Have a question about this project? Sign up for a free GitHub account to open an issue and contact its maintainers and the community.

By clicking “Sign up for GitHub”, you agree to our terms of service and privacy statement. We’ll occasionally send you account related emails.

Already on GitHub? Sign in to your account

x/build: add MSAN and ASAN builders #70054

Closed
mknyszek opened this issue Oct 25, 2024 · 20 comments
Closed

x/build: add MSAN and ASAN builders #70054

mknyszek opened this issue Oct 25, 2024 · 20 comments
Assignees
Labels
Builders x/build issues (builders, bots, dashboards) NeedsFix The path to resolution is known, but the work has not been done. new-builder
Milestone

Comments

@mknyszek
Copy link
Contributor

I recently broke ASAN mode because the tests in cmd/cgo/internal/testsanitizers are too simple and can't catch issues with Go's instrumentation of user code or issues with the instrumentation of the Go runtime. In this particular case, it was the latter: some allocation codepaths were broken under ASAN (did not notify ASAN of changes correctly), but more sophisticated allocation patterns were required to trigger the issue.

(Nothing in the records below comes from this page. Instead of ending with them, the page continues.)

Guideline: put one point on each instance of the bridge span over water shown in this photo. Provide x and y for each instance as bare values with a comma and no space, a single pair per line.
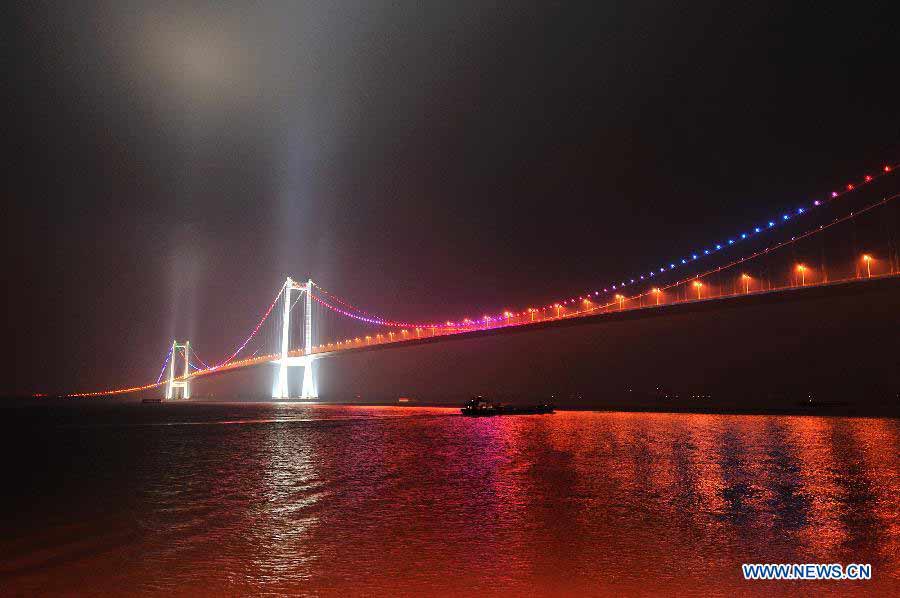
836,246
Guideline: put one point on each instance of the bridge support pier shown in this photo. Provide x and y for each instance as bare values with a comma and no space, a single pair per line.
183,382
308,390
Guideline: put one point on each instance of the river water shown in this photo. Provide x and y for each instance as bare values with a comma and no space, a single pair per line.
236,499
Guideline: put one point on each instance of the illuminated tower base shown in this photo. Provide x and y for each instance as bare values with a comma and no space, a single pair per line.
183,382
308,389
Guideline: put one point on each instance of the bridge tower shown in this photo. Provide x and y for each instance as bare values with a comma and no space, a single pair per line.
280,387
183,382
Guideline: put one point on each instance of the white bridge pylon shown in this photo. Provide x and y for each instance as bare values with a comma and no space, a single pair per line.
280,388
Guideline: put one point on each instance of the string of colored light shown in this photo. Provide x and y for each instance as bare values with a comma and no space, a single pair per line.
369,318
165,363
735,239
197,357
252,334
761,252
699,255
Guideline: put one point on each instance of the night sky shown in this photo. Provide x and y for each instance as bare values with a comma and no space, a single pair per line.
173,162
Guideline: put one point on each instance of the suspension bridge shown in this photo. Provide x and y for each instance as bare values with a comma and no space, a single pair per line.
845,239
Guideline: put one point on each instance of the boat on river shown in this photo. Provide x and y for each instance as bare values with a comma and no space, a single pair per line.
480,407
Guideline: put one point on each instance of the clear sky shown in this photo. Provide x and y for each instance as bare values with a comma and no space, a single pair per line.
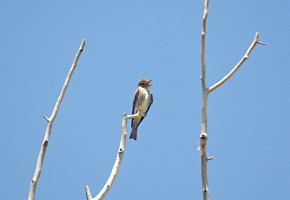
248,118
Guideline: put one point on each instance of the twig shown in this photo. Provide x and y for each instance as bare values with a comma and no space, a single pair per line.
203,34
118,161
244,58
50,121
203,134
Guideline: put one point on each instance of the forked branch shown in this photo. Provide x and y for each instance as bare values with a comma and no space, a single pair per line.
206,91
118,160
243,59
50,121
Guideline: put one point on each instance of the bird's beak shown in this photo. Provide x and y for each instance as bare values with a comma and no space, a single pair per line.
149,83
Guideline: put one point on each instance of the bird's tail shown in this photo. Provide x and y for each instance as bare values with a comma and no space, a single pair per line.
133,134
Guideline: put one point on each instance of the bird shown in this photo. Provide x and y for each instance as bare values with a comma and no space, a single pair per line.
143,100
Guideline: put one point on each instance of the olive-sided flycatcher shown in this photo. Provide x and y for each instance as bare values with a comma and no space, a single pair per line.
143,99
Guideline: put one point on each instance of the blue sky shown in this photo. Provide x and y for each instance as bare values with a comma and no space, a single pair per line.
248,118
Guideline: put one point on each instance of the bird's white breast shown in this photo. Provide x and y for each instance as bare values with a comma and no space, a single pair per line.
144,97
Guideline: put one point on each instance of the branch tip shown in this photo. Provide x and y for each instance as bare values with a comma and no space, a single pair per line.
46,118
210,158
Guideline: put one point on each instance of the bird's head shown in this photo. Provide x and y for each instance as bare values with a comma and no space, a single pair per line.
144,83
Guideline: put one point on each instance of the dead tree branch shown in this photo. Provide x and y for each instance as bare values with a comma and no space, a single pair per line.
50,121
206,91
118,160
243,59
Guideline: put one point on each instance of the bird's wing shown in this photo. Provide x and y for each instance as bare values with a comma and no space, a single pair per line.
151,101
134,102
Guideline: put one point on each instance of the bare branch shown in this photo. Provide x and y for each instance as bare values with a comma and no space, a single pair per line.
203,34
118,160
203,134
244,58
50,121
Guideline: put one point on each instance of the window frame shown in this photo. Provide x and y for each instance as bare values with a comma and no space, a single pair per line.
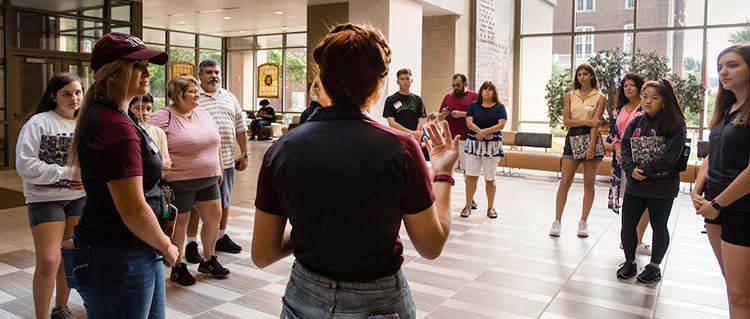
592,8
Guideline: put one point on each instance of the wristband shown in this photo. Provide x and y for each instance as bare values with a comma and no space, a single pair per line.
444,178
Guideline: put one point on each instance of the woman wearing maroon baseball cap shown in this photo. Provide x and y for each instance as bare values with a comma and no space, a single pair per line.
116,264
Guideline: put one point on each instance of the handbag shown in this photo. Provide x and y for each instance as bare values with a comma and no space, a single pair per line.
579,144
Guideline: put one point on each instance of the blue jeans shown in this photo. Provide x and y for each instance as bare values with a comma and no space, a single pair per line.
123,283
309,295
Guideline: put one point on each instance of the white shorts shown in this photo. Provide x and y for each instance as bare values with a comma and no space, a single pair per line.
461,163
476,164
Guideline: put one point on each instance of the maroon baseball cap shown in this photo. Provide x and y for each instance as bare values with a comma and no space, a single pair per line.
115,45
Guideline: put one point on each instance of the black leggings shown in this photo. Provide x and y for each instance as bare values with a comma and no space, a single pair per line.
632,210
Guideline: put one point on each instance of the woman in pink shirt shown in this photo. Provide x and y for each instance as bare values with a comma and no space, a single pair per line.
193,141
628,107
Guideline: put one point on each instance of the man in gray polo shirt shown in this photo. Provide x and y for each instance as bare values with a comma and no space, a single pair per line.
230,120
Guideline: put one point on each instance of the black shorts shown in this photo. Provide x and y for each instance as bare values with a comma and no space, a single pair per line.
575,131
187,192
734,226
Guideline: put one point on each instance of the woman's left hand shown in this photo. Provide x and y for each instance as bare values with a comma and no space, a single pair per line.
442,149
708,211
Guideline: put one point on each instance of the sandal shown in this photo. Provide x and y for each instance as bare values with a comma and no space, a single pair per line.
491,213
466,212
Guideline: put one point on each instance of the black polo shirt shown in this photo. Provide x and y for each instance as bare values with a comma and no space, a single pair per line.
729,152
344,181
111,147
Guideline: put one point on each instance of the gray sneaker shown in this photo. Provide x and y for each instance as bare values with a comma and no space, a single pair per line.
555,230
61,312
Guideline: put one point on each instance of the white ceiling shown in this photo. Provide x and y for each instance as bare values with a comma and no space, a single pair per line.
246,17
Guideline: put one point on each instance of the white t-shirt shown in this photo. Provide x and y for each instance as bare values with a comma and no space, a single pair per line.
41,158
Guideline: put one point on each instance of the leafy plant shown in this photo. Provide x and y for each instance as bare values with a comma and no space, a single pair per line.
557,87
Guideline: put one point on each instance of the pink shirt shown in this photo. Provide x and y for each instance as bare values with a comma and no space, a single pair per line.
193,143
623,118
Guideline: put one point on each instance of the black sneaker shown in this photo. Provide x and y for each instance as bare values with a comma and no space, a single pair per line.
227,245
213,267
627,270
649,274
61,312
181,275
191,253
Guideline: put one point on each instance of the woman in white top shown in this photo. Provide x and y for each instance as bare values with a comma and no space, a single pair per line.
582,112
54,193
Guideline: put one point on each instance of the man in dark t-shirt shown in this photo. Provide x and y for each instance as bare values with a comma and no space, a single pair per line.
404,110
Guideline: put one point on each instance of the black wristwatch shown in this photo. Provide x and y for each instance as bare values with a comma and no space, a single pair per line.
716,205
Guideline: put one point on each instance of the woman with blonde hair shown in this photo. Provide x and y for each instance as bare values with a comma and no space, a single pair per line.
120,246
193,141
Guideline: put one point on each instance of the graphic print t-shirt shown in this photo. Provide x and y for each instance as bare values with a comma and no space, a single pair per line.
405,109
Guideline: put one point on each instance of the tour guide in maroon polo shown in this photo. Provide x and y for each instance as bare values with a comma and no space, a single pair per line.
454,109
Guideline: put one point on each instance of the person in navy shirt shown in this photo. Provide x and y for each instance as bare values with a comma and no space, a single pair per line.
485,119
724,177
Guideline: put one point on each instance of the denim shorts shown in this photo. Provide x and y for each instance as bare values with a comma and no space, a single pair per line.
187,192
309,295
123,282
54,211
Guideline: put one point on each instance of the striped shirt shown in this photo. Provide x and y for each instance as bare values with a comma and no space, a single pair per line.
229,118
193,143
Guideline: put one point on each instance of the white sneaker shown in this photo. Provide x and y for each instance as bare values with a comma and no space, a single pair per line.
643,249
583,229
555,230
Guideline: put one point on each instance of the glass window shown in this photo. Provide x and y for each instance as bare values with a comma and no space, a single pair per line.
627,39
240,77
271,56
154,36
269,41
186,57
158,80
121,29
121,12
584,45
669,13
296,40
182,39
584,5
296,83
728,11
210,54
244,43
546,16
209,42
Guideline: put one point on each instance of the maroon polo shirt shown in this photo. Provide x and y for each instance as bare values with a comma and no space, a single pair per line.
345,182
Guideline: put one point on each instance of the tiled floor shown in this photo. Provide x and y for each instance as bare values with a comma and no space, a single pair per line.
503,268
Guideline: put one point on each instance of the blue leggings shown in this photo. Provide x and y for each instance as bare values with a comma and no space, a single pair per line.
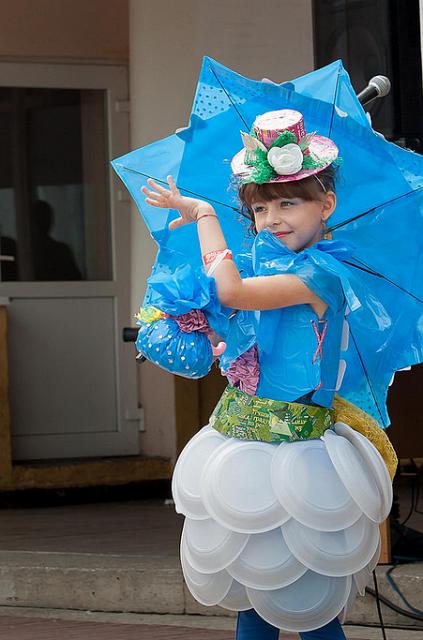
251,627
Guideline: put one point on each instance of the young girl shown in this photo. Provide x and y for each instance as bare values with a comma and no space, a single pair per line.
282,503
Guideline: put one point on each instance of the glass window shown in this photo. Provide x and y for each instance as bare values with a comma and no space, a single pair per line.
54,204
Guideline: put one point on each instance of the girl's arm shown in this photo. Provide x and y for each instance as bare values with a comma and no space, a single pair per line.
258,293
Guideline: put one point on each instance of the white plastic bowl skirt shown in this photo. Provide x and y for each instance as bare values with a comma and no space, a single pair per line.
355,475
309,488
374,461
236,599
208,589
333,553
309,603
188,469
349,605
266,562
276,527
211,546
236,487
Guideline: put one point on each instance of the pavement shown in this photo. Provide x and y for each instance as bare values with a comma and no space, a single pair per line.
111,570
30,624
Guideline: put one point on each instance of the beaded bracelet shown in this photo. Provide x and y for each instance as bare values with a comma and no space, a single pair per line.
210,257
206,215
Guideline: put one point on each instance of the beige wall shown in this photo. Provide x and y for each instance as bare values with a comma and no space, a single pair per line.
94,29
168,38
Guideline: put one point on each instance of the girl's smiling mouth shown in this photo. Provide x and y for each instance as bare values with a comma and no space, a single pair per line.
282,234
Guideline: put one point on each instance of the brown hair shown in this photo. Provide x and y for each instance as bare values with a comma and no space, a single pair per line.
308,189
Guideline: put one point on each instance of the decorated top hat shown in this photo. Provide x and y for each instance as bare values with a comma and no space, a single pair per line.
278,149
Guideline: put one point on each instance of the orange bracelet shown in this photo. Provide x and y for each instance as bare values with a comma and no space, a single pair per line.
210,257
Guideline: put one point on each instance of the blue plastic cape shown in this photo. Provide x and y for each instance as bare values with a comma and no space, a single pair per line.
379,208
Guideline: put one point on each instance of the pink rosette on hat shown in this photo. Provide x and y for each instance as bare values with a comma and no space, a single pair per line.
278,149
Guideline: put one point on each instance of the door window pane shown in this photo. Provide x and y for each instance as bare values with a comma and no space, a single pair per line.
54,205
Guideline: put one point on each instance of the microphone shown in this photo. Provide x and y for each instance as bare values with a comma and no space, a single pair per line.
378,87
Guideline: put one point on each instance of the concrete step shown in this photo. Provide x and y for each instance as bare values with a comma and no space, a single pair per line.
152,584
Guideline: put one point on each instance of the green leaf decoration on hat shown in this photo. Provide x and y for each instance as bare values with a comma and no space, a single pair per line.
287,137
263,171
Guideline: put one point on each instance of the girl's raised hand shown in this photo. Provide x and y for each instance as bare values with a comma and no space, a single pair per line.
163,198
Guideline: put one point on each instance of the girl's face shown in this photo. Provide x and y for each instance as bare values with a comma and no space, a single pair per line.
297,223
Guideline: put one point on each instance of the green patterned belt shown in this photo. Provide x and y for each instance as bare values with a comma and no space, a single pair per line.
240,415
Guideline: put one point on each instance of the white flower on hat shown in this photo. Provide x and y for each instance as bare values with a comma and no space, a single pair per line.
286,160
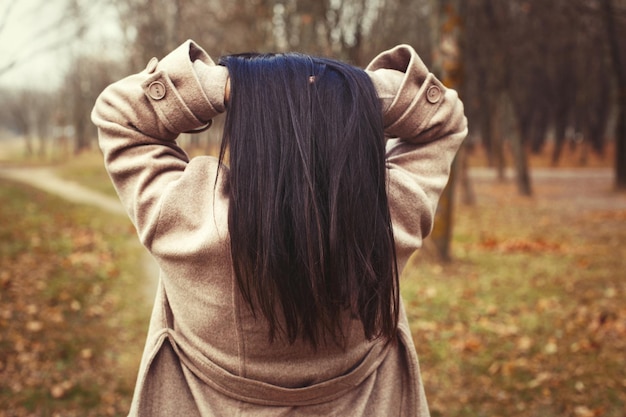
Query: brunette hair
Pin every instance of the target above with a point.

I propose we set up ASAN and MSAN builders, akin to race mode builders, that run all Go tests under MSAN and ASAN. At the very least, this will catch problems with how Go hooks into the sanitizer runtimes. I suspect these weren't set up in the past because ASAN/MSAN do little to help catch issues in Go code (not much opportunity for a use-after-free with a garbage collector, nor is uninitialized memory access likely to occur in regular Go code (I'm not even sure if we instrument Go code for the latter at all)). As long as we have spare machine resources, I think it's worth it to try and catch these lower-level issues early. However, since they're not super high value builders, I think running them only in postsubmit is sufficient.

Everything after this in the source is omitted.